In addition to other New York City council members and community activists, Congresswoman Carolyn Maloney spoke, as did Kathleen Turner, Congressman Anthony Weiner, Congressman Eliot Engle, Congresswoman Yvette Clarke, and Kathleen Hanna of Bikini Kill and the Riot Grrrl Movement. Musical performances by The Mountain Goats, Tobi Reagon, and Nellie McKay offered momentary breaths between speakers.
Kathleen Hanna, who was 15 when she had her first experience with Planned Parenthood, spoke to us before taking the podium:
“When I was a young woman who was touring and I would have health problems, I would go to Planned Parenthood…in a lot of different states, D.C. and Chicago and Seattle. They helped me stay on the road. Their support and the fact that I didn’t have to get sicker, and sicker, and sicker, and miss show after show and then get a full time job to pay for my emergency room visits, is part of the reason why I was able to be a musician.”

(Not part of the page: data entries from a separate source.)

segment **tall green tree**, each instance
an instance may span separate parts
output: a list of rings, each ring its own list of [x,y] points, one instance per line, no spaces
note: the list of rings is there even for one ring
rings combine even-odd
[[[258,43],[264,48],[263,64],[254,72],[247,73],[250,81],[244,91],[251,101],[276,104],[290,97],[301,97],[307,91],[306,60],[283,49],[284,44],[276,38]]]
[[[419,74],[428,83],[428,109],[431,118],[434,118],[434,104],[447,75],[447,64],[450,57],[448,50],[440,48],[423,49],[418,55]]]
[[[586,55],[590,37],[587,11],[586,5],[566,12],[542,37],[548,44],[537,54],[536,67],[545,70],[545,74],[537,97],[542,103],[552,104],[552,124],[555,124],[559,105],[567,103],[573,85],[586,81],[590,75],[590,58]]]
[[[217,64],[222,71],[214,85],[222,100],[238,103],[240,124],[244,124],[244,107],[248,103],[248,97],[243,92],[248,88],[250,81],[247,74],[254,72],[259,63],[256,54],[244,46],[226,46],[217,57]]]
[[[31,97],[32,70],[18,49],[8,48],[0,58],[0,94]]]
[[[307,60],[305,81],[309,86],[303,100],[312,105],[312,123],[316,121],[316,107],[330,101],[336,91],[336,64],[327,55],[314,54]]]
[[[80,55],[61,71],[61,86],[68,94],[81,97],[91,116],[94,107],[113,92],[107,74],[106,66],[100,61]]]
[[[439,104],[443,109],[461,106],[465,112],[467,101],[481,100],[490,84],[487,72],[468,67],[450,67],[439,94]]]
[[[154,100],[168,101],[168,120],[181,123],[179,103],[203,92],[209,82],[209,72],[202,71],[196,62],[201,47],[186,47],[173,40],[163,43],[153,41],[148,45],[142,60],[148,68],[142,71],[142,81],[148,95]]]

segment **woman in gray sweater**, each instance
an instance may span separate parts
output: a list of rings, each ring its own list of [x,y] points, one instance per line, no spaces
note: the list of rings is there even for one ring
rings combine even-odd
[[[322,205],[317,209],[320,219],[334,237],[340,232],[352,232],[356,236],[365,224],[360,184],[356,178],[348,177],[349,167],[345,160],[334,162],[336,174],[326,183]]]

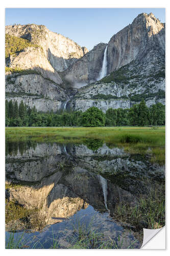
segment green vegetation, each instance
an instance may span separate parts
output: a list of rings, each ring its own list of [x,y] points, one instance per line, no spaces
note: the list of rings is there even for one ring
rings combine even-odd
[[[87,127],[104,126],[105,125],[105,115],[102,110],[92,106],[82,114],[83,126]]]
[[[151,181],[149,182],[151,183]],[[117,205],[114,218],[121,222],[134,226],[136,231],[145,228],[160,228],[165,225],[165,184],[157,182],[146,186],[145,195],[138,196],[135,206]],[[141,223],[141,224],[140,224]]]
[[[5,207],[5,222],[8,224],[11,221],[25,218],[35,210],[29,210],[20,205],[16,201],[6,202]]]
[[[67,245],[63,245],[60,243],[57,237],[54,234],[52,231],[53,238],[46,239],[51,244],[50,249],[121,249],[125,248],[125,240],[126,236],[123,233],[120,237],[118,236],[117,241],[113,240],[110,236],[99,232],[93,228],[92,225],[92,219],[90,220],[89,224],[86,226],[84,224],[81,224],[78,219],[76,219],[73,224],[74,232],[67,237]],[[129,232],[130,234],[130,232]],[[6,244],[6,249],[43,249],[43,244],[41,239],[37,239],[31,246],[29,245],[32,237],[27,240],[25,239],[25,232],[21,235],[17,236],[14,239],[14,233],[11,233],[8,242]],[[133,241],[130,244],[127,245],[127,249],[134,248],[137,240]]]
[[[35,95],[34,95],[35,96]],[[38,95],[40,97],[41,95]],[[38,97],[38,96],[37,96]],[[22,105],[22,114],[17,103],[11,100],[6,101],[6,126],[145,126],[165,124],[165,106],[160,103],[148,108],[143,100],[140,104],[129,109],[109,109],[106,114],[97,108],[90,108],[86,111],[58,111],[47,113],[38,112],[35,107]],[[16,111],[13,112],[15,106]]]
[[[26,39],[8,34],[5,35],[5,57],[14,55],[22,52],[27,47],[39,47],[37,45],[32,44]]]
[[[148,155],[151,162],[165,163],[164,127],[156,130],[148,127],[6,127],[6,138],[8,142],[23,142],[23,144],[30,140],[81,143],[87,139],[98,139],[107,143],[111,148],[124,147],[125,152],[131,154]],[[100,141],[94,141],[94,146],[97,142]],[[94,148],[93,143],[90,144],[88,146]]]

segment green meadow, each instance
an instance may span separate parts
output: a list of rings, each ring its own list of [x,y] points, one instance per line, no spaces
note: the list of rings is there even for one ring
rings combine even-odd
[[[151,162],[165,163],[165,127],[7,127],[8,141],[81,143],[100,140],[110,148],[123,147],[131,154],[150,156]]]

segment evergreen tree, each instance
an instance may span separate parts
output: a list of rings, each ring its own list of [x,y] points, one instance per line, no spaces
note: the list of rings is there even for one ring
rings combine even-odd
[[[18,107],[18,103],[16,100],[15,101],[14,104],[14,113],[13,116],[14,118],[18,118],[19,117],[19,110]]]
[[[82,114],[82,123],[84,126],[104,126],[105,122],[105,115],[102,110],[95,106],[89,108]]]
[[[146,105],[143,99],[142,99],[138,106],[138,125],[144,126],[149,124],[149,109]]]
[[[28,108],[28,112],[27,112],[27,113],[28,114],[28,115],[30,116],[31,114],[31,112],[32,112],[32,110],[31,110],[31,109],[30,108],[30,106],[29,106],[29,108]]]
[[[9,117],[11,119],[13,118],[14,112],[14,106],[12,100],[9,102]]]
[[[117,118],[116,109],[109,109],[106,112],[106,124],[109,126],[116,126]]]
[[[9,117],[9,103],[7,99],[5,101],[5,116]]]
[[[21,102],[19,104],[19,115],[21,119],[23,120],[25,117],[26,113],[25,113],[25,108],[23,102],[23,100],[21,100]]]

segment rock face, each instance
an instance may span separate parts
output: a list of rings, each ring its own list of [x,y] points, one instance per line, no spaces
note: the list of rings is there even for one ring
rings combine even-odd
[[[69,91],[41,75],[32,74],[22,75],[19,73],[6,76],[6,98],[19,104],[25,104],[39,111],[57,111],[61,109],[63,100],[68,98]]]
[[[164,25],[152,13],[141,13],[132,24],[110,39],[108,47],[108,74],[135,59],[143,59],[154,52],[163,55],[164,51]]]
[[[76,88],[98,80],[107,44],[99,44],[63,72],[64,79]]]
[[[45,57],[57,71],[65,70],[88,51],[87,48],[82,49],[72,40],[50,31],[43,25],[7,26],[6,33],[40,46]]]
[[[66,104],[67,109],[95,106],[105,112],[129,108],[142,98],[148,106],[165,104],[165,24],[153,13],[139,14],[108,44],[89,52],[44,26],[7,26],[6,33],[38,46],[6,60],[9,68],[35,72],[26,78],[7,73],[8,100],[22,99],[45,112]],[[107,75],[98,81],[107,46]]]
[[[148,193],[151,178],[164,178],[164,166],[105,144],[93,151],[85,144],[8,145],[13,150],[6,154],[6,181],[16,184],[7,197],[38,210],[30,217],[31,229],[62,222],[89,204],[112,216],[117,204],[135,205],[136,195]]]

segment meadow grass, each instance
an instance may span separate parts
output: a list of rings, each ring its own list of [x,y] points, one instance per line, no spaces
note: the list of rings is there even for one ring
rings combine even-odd
[[[87,139],[100,139],[113,147],[124,147],[131,154],[150,155],[152,162],[165,163],[165,127],[8,127],[7,141],[82,143]],[[149,150],[149,151],[148,150]]]
[[[136,231],[143,227],[151,229],[162,227],[165,216],[164,183],[155,182],[150,186],[147,195],[139,195],[138,203],[134,206],[117,205],[114,215],[118,221],[135,226]]]

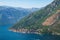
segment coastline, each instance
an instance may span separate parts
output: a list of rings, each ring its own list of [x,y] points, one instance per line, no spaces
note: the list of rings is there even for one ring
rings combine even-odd
[[[16,29],[9,29],[9,31],[12,31],[12,32],[18,32],[18,33],[33,33],[33,34],[40,34],[41,35],[41,33],[38,33],[38,32],[33,32],[33,31],[29,31],[28,29],[19,29],[19,30],[16,30]]]
[[[32,34],[39,34],[39,35],[42,35],[42,33],[39,33],[39,32],[31,32],[29,31],[28,29],[19,29],[19,30],[16,30],[16,29],[9,29],[9,31],[12,31],[12,32],[17,32],[17,33],[32,33]],[[52,32],[52,35],[60,35],[60,33],[57,33],[57,32]]]

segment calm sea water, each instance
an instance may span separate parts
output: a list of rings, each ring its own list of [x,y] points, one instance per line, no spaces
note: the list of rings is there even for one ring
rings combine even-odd
[[[0,26],[0,40],[60,40],[56,35],[22,34],[8,31],[11,25]]]

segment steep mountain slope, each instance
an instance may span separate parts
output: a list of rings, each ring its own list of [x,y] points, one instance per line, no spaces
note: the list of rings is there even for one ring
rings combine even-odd
[[[24,16],[32,13],[32,11],[25,8],[0,6],[0,25],[15,24]]]
[[[60,10],[60,0],[54,0],[51,4],[47,5],[43,9],[23,18],[20,22],[14,25],[11,30],[25,33],[54,34],[56,31],[53,31],[53,29],[60,24],[60,22],[57,22],[59,20],[56,20],[57,16],[60,15],[58,14],[58,10]],[[60,29],[60,26],[58,26],[58,28]]]

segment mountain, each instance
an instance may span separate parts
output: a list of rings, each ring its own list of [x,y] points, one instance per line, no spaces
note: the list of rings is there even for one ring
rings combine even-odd
[[[60,0],[21,19],[10,29],[14,32],[60,35]]]
[[[18,7],[0,6],[0,25],[15,24],[24,16],[32,13],[32,11],[32,9],[29,10]]]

Hanna, who has had an active role in the women’s rights movement since the early 1990s, added, “It is about health care. It is about women could die, but it’s also about women having to sideline their dreams in order to fund health care, a lot of which would be unnecessary if they got early screening, or they got help right away.”
The organizers themselves were pleasantly surprised by the turn-out. Erica Sackin, the company’s press advisor, said:
“Honestly, I’m not sure what we expected. When we started organizing this whole thing two weeks ago (seriously), we didn’t have any idea if 300 people would show up. But once we put it out there and told people we wanted to hold a rally, it was amazing how many people came out and wanted to help however they could. That’s the thing about this legislation — Planned Parenthood has touched the lives of so many people. This legislation affects basic health care, care that women need. And I think as a result, people are furious.”